Claude Code Dynamic Workflows Put 1,000-Agent Runs Behind a Token Warning
Anthropic introduced Claude Code dynamic workflows, a research preview that lets Claude write orchestration scripts for large coding tasks while exposing new cost and permission risks.
- What happened: Anthropic released Claude Code
dynamic workflowsas a research preview on May 28, 2026.- Claude writes a task-specific JavaScript orchestration script, then a separate runtime coordinates dozens or hundreds of subagents.
- The numbers: The official docs list a
16-agent concurrency limit and a1,000-agent cap per workflow run.- Anthropic points to Bun's Zig-to-Rust port:
99.8%of the existing test suite passing, about750,000lines of Rust, and an11-day path from first commit to merge.
- Anthropic points to Bun's Zig-to-Rust port:
- Watch: Workflows consume plan usage and rate limits, and early community reactions focus on
ultracodetoken burn, loops, and per-agent guardrails.
Anthropic introduced Claude Code dynamic workflows on May 28, 2026, alongside Claude Opus 4.8. The announcement headline is easy to summarize: Claude Code can now run dozens or hundreds of subagents in parallel. The more durable change is where orchestration lives. Instead of deciding the next tool call inside a normal chat turn, Claude writes a JavaScript script for the task, and a workflow runtime executes that script outside the conversation loop.
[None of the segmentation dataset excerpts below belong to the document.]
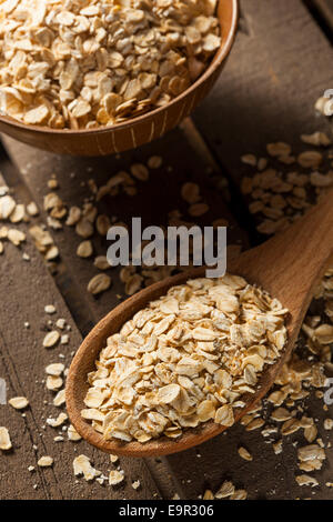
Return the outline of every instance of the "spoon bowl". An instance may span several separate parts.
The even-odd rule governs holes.
[[[286,322],[287,343],[275,364],[264,369],[256,392],[242,395],[246,406],[234,410],[235,422],[268,393],[292,353],[315,285],[324,274],[333,254],[332,198],[333,193],[330,193],[321,204],[285,232],[279,233],[261,247],[242,253],[228,268],[230,273],[242,275],[249,283],[266,290],[290,311]],[[194,269],[142,290],[112,310],[84,339],[69,370],[65,396],[72,424],[92,445],[108,453],[127,456],[164,455],[201,444],[226,430],[225,426],[209,421],[184,431],[176,440],[161,436],[147,443],[123,443],[117,440],[105,441],[80,413],[84,408],[83,399],[89,388],[87,375],[94,370],[94,361],[105,347],[108,337],[119,332],[124,322],[145,308],[150,301],[165,294],[171,287],[203,277],[204,272],[205,268]]]
[[[238,0],[219,0],[218,18],[222,39],[219,51],[203,74],[164,107],[131,118],[123,123],[94,130],[57,130],[27,126],[13,118],[0,116],[0,132],[58,154],[98,157],[137,149],[149,143],[176,127],[212,89],[230,54],[236,33],[238,16]]]

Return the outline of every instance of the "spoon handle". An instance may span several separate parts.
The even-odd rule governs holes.
[[[242,273],[305,313],[333,255],[333,191],[287,230],[242,254]]]

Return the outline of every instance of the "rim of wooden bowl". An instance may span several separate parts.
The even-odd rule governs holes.
[[[223,28],[223,19],[222,19],[222,24],[221,24],[221,18],[222,18],[222,12],[225,10],[225,7],[223,4],[225,3],[230,4],[231,8],[231,20],[230,23],[226,26],[226,31],[225,28]],[[150,118],[153,118],[157,114],[160,114],[161,112],[172,108],[175,103],[179,103],[181,100],[186,98],[189,94],[191,94],[193,91],[195,91],[202,83],[206,81],[208,78],[210,78],[221,66],[221,63],[228,58],[234,38],[236,33],[236,27],[238,27],[238,18],[239,18],[239,0],[219,0],[219,7],[218,7],[218,17],[220,21],[220,26],[222,29],[222,44],[219,49],[219,51],[215,53],[211,64],[209,68],[204,71],[204,73],[194,82],[192,86],[190,86],[184,92],[182,92],[180,96],[174,98],[172,101],[167,103],[163,107],[159,107],[158,109],[154,109],[152,111],[145,112],[142,116],[139,116],[137,118],[131,118],[127,120],[125,122],[121,123],[115,123],[114,126],[103,126],[98,129],[79,129],[79,130],[72,130],[72,129],[51,129],[50,127],[42,127],[42,126],[29,126],[26,123],[20,122],[19,120],[16,120],[12,117],[9,116],[3,116],[0,114],[0,122],[7,123],[11,126],[12,128],[19,129],[19,130],[24,130],[24,131],[31,131],[34,133],[41,133],[41,134],[48,134],[48,135],[95,135],[95,134],[102,134],[104,132],[110,132],[110,131],[117,131],[117,130],[122,130],[122,129],[128,129],[132,127],[134,123],[143,123],[147,122]],[[225,32],[225,38],[223,37]]]

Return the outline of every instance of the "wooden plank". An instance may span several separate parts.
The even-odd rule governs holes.
[[[307,6],[315,16],[319,14],[320,22],[325,22],[326,28],[332,31],[327,37],[333,39],[333,1],[332,0],[305,0],[305,6]],[[326,32],[326,28],[324,30]]]
[[[22,195],[20,201],[24,200]],[[27,228],[20,225],[26,232]],[[81,453],[91,458],[95,469],[103,474],[113,468],[109,455],[84,441],[68,441],[61,428],[54,430],[46,423],[47,418],[58,416],[63,408],[52,404],[54,394],[46,389],[44,368],[51,362],[63,362],[68,368],[82,338],[29,235],[21,249],[10,243],[4,247],[0,277],[0,377],[7,383],[8,399],[27,396],[30,406],[22,415],[10,405],[0,405],[0,425],[9,429],[13,443],[12,451],[0,455],[0,499],[157,498],[159,490],[143,460],[121,459],[127,479],[125,484],[117,490],[74,478],[72,461]],[[29,254],[29,262],[22,260],[23,251]],[[47,304],[56,307],[54,317],[46,314]],[[42,340],[51,328],[49,321],[54,324],[59,318],[63,318],[70,327],[70,343],[47,350],[42,348]],[[24,327],[26,322],[29,328]],[[53,441],[59,434],[64,436],[64,442]],[[54,459],[52,469],[37,466],[38,459],[46,454]],[[34,472],[28,471],[30,465],[36,468]],[[137,479],[141,482],[138,492],[131,486]]]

The official launch frames the feature as a research preview for problems that one agent should not handle in a single pass: codebase-wide bug hunts, profiler-guided optimization audits, security reviews, framework migrations, API deprecations, and language ports. Claude decomposes a task, sends independent agents into different parts of the repository, asks other agents to challenge the findings, and returns only the synthesized result. That moves Claude Code closer to a scheduler for software work, not just a response generator with tools.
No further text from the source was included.